Set against the backdrop of an escalating American Civil War, Leone’s triptych of eponymous leads are on the hunt for a cash box filled with immense riches, supposedly buried in a graveyard. This dynamic works wonders, allowing for strong character development. Clint Eastwood’s ‘Man With No Name’ could easily be in the running for cinema’s greatest anti-hero. Naturally, the film is an expert showcase for Leone’s often imitated, extreme-wide/extreme-close shooting style, with the large scale, Civil War backdrop adding to the frequent operatic leanings of the cinematography. And Ennio Morricone’s instantly recognisable score is simply glorious.

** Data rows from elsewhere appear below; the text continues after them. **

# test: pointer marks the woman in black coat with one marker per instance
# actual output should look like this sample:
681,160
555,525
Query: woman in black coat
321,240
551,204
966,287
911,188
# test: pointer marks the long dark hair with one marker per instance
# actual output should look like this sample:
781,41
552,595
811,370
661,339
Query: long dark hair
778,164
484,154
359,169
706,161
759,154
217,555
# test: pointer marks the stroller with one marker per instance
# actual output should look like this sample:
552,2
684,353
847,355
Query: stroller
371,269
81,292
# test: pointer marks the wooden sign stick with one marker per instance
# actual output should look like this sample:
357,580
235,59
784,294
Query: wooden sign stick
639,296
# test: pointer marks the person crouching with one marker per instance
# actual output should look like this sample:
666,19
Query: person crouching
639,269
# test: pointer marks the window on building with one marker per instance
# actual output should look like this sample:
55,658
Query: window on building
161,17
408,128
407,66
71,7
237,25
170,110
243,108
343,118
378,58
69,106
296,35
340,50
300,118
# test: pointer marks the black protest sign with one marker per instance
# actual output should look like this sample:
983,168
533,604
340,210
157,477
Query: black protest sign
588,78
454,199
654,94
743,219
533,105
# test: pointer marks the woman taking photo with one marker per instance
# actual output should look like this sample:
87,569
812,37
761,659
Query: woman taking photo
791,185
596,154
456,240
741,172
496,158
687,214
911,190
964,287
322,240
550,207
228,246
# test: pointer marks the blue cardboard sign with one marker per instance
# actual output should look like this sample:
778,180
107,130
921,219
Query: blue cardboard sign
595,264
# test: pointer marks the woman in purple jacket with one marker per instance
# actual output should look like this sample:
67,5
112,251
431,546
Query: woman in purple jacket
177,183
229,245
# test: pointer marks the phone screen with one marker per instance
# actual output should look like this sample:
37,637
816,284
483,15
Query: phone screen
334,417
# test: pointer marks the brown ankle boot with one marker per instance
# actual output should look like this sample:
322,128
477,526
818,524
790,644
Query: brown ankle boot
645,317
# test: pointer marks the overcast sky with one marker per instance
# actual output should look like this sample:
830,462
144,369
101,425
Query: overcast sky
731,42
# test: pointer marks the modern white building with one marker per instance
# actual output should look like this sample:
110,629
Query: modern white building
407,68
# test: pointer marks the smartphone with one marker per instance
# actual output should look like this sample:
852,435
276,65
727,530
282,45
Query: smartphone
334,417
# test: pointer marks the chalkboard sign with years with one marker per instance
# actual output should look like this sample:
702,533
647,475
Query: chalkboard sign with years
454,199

A nightmare cocktail of David Lynch, David Cronenberg, H.R. Giger, J.G Ballard, Jan Svankmayer and perhaps one or two others, Shin’ya Tsukamoto’s visceral feature debut is the stuff of cult filmmaking legend, and rightly so. Made on a microscopic budget and captured with chewy, high-contrast, 16mm film stock, Tetsuo manages to create its very own demented, techno-surrealist universe of intense and vivid imagination.
A man transforms from a spineless, salary-slave into a metallic monster, via an elaborate and lo-fi process of practical effects and stop-motion animation. The results are fiendishly macabre, darkly humorous and grossly perverse. Tetsuo moves at such rigourous speed – with the help of its pummelling, migraine-inducing, industrial soundtrack – that it could cause one’s eyes and ears to bleed profusely if not properly prepared. That’s if your head hasn’t already exploded, of course. Not for the squeamish.
Some honourable mentions: Ikiru (1952), Tokyo Story (1953), 8 ½ (1963), Andrei Rublev (1966), Persona (1966), Stalker (1979).